One by one, people continue to settle into the quiet country acreage of Millers, a sleepy hamlet in northeastern Carroll County.
In the town of Millers, and the surrounding area where roads are sometimes gravel, and acres of alfalfa or woodland keep the population scattered, 18 residences have sold in the past two years, including two farms. Just about any new listing includes four bedrooms and two baths on three acres, the minimum lot size for keeping a horse.
"What attracts? The beauty of the place, the feel of being out in the country, yet not far off the main road," said the Rev. Ira Barr, pastor of Millers United Methodist Church.
In his 10 years as pastor, he's watched his congregation become "active, growing. We have a lot of young parents assuming leadership positions, and a tremendous number of children."
In the tiny 111-year-old Millers United Methodist Church on Warehime Road, Barr has seen Sunday attendance increase. Two years ago it averaged at 81; it's now about 120, covering two services. The church began in 1881 as a Christian choir. In 1885 a weatherboard church was built on land donated by Maron Miller. (Millers seems to have been named for the number of residents named Miller, as evidenced by the church cemetery.) Additional space was added to both ends of the church and it received a stone facade in 1969.
For more than 100 years, Millers Picnic Grove has been the community hub, with picnic woods and small buildings in use for reunions, flea markets, twice-a-year church-sponsored crab cake and oyster dinners, and vacation Bible school. It's home to Boy Scout Troop 466 and Cub Scout Pack 466.
Judy Tyree, office manager of Long & Foster in Hampstead, calls Millers "a quiet community halfway between nowhere. You'll find older people in the older homes, and young professionals seeking land. A half-acre lot is unusual."
Paul and Linda Shipley built a two-story Colonial on seven acres on Millers Station Road eight years ago, choosing the country over downtown Manchester.
"We like that Millers is a small town," Linda Shipley says. "We wanted to move where we could have horses, yet have a 10-minute drive to Manchester Elementary School where our daughter would be out in the country. She could ride and feel safe and secure."
Her husband commutes 40 minutes to his job in Hunt Valley. Their neighbors include a Carroll Community College professor, a self-employed handyman, and an employee of Maryland Cup Corp.
It's believed that Pennsylvania Dutch farmers in the 1700s tended fields along the north-south dirt road known as Water Tank Road and Young Road. Young Road meets the railway where Millers Station Road crosses through the heart of Millers.

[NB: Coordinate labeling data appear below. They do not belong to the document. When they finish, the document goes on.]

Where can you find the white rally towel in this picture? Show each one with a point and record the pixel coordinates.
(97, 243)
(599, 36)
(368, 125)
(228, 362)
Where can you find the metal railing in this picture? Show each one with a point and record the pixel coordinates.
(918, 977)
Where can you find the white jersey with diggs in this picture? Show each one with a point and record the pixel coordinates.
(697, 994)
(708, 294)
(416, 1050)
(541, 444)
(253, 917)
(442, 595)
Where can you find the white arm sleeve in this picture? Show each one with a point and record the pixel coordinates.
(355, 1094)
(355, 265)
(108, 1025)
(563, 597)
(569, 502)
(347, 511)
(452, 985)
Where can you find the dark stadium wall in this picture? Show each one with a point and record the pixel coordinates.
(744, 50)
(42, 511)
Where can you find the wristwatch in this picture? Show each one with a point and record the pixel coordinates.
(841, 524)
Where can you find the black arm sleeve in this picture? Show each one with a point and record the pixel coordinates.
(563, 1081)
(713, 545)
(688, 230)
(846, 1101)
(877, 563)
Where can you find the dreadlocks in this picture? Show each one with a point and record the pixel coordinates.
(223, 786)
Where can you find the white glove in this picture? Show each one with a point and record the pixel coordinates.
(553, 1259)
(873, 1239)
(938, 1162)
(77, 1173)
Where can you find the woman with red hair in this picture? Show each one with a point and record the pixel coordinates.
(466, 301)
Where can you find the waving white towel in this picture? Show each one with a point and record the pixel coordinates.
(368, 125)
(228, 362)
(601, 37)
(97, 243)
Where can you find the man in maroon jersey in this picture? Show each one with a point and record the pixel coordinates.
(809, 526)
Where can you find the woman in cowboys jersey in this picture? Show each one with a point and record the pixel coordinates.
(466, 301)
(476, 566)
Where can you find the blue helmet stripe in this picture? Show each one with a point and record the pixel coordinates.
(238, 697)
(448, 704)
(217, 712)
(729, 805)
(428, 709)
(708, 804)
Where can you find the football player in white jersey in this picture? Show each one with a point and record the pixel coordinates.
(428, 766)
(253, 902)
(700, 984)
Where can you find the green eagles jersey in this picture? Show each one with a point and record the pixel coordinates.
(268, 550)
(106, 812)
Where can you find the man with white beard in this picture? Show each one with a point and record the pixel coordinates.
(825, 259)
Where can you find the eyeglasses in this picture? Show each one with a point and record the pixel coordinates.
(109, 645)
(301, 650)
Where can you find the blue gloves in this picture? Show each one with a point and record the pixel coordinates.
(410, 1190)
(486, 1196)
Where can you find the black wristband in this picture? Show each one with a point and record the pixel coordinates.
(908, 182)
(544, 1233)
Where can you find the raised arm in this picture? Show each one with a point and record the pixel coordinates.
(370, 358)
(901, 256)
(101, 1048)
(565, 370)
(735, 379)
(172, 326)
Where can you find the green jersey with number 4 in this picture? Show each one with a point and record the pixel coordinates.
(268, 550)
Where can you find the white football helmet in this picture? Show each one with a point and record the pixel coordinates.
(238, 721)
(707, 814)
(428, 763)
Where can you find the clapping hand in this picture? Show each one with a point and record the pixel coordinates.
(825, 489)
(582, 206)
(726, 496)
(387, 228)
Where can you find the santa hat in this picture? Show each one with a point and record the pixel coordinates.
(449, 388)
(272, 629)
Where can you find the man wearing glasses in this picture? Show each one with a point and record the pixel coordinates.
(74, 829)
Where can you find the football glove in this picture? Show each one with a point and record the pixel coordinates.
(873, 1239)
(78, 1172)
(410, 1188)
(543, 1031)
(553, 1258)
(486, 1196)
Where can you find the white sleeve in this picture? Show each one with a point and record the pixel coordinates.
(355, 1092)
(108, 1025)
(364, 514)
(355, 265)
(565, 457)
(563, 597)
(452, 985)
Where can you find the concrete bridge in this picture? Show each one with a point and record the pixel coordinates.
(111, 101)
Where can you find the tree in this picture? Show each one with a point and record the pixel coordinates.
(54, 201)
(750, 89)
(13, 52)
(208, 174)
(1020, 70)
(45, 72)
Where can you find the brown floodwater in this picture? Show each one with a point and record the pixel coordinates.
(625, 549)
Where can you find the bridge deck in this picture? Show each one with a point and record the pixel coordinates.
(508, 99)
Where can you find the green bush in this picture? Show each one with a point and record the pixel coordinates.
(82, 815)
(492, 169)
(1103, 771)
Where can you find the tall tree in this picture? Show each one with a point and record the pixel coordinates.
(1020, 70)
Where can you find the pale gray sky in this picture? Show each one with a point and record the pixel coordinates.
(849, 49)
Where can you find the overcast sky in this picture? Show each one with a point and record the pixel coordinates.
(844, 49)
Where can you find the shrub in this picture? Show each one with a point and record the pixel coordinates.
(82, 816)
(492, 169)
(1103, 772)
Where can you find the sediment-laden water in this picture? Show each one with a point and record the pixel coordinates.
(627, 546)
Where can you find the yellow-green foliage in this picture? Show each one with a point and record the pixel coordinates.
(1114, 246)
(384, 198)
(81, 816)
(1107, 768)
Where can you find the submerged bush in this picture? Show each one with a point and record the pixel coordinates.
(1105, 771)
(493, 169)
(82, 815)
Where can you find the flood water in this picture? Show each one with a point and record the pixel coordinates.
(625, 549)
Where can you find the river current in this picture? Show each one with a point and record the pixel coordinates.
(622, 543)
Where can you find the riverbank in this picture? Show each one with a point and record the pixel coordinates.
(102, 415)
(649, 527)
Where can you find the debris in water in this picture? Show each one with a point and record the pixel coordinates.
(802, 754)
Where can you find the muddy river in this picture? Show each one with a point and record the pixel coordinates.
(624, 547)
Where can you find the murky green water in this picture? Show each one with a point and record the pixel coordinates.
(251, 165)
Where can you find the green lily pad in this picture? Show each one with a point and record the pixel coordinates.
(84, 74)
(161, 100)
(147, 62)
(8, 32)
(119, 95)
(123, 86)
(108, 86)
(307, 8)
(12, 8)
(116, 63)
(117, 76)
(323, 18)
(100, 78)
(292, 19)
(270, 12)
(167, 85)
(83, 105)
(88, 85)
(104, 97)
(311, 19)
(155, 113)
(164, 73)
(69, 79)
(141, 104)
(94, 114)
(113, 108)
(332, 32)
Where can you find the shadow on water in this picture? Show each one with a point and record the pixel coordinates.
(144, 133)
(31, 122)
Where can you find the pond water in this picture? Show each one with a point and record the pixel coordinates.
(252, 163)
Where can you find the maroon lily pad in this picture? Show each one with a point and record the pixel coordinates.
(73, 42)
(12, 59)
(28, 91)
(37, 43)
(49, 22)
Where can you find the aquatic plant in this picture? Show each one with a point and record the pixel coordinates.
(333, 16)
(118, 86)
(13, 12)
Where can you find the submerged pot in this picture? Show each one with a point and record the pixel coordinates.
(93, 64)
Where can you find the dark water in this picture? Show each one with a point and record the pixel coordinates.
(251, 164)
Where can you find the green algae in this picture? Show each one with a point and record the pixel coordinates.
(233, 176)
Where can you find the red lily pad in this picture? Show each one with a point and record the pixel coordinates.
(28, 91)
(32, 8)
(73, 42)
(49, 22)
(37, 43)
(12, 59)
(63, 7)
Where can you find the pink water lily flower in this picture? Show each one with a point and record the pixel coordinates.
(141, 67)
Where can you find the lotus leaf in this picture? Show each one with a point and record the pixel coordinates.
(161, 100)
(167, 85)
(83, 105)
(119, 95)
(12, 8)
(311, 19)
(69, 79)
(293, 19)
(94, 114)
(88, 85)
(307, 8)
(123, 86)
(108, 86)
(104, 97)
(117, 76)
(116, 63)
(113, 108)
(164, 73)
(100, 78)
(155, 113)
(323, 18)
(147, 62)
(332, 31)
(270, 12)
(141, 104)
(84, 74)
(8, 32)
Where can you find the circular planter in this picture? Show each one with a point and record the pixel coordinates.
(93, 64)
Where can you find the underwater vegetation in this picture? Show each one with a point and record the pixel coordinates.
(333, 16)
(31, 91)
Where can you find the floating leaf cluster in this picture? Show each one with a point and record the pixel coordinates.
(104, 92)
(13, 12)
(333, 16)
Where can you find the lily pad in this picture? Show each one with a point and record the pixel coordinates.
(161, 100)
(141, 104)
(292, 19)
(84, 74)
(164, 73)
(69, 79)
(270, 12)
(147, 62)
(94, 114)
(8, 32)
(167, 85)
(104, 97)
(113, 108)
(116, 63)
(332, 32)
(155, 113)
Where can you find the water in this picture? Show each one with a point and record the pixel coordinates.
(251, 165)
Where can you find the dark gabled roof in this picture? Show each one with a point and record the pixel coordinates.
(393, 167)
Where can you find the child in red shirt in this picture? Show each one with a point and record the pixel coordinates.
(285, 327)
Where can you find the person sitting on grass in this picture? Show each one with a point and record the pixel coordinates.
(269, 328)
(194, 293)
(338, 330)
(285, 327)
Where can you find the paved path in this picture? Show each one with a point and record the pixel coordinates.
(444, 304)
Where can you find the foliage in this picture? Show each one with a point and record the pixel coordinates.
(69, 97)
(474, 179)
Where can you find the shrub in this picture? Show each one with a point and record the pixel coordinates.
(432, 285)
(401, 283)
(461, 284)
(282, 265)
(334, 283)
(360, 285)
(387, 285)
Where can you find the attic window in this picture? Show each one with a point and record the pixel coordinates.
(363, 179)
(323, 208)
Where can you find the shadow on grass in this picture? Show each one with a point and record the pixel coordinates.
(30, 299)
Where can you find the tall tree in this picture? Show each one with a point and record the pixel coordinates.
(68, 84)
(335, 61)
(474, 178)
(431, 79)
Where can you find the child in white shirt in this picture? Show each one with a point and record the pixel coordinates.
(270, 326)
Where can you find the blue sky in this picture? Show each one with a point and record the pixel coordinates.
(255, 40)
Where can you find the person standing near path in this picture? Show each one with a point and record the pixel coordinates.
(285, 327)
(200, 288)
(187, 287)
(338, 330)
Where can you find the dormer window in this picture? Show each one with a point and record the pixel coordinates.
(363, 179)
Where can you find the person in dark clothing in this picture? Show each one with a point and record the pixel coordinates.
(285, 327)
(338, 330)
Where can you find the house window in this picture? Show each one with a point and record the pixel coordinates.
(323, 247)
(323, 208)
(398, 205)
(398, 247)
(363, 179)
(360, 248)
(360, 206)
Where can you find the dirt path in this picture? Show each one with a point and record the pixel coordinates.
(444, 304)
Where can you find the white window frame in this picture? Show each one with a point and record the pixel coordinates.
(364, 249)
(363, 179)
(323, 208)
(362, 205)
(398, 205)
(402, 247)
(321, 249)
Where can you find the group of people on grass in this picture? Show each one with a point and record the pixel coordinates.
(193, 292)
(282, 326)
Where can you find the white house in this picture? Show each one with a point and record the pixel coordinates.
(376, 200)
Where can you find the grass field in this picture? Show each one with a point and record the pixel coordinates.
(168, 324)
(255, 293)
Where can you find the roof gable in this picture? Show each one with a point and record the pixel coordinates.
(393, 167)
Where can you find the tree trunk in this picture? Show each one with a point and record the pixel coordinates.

"The railroad is what put this place on the map," Barr says. "We were just a little town on the railroad called Millers Station, where passengers and farmers with milk would meet the train."
In its Victorian heyday, downtown Millers was a water station for steam engines, and bustled with a general store, cannery, creamery, butcher, hotel, cigar factory -- up to 42 businesses at one time.
Post office a home
"People used to ride the train into town," relates Linda Shipley, who enjoys nuggets of town history. "One of my neighbors remembers she'd walk down to the train station, go to Hampstead, get groceries, and take the train back in the afternoon."
Today, even the former post office is a residence; the train lends but four blasts of the whistle as it rumbles through.
Eileen and Kevin Levee's 3 1/2 -year-old son, Ian, has become a train buff, turning from his preschool trains to watch the CSX freighters chug past the kitchen and living room windows of their Young Road home, one door up from the railway crossing.
Eileen Levee, from Upperco, and her husband, from Schalk Road in Millers, moved to their 75-year-old Young Road home as
newlyweds some five years ago.
"It was a fixer-upper," she says. "We expected to find [vintage] woodwork, but that had disappeared in the 1950s, we think. The house needed new walls, new ceilings, new floors."
She has photographs of five years of new electric wires, torn-out wallboard and decorated paneling that had to go. Last month, they decided to sell. Her husband, a computer programmer, commutes to the P. H. Glatfelter paper company in Spring Grove, Pa., and "we have only a half-acre here, and with two kids, we want more land. But if we can't sell, we'll stay," she says.
From their dining room, 2-year-old Noelle Levee watches Poppa John, a retired racehorse that lives on a neighbor's green acres. But all homeowners keep their horses within calling distance.
Roxann Baldwin and husband Dennis, a native of Millers, moved to Roller Road in 1981, where they now board horses. With an indoor arena added in September, they call their horse farm Sweet Rock Stables.
She gives riding lessons "to all ages, even to mothers who couldn't have a horse when they were little," she says, and welcomes the public to monthly open-class horse shows.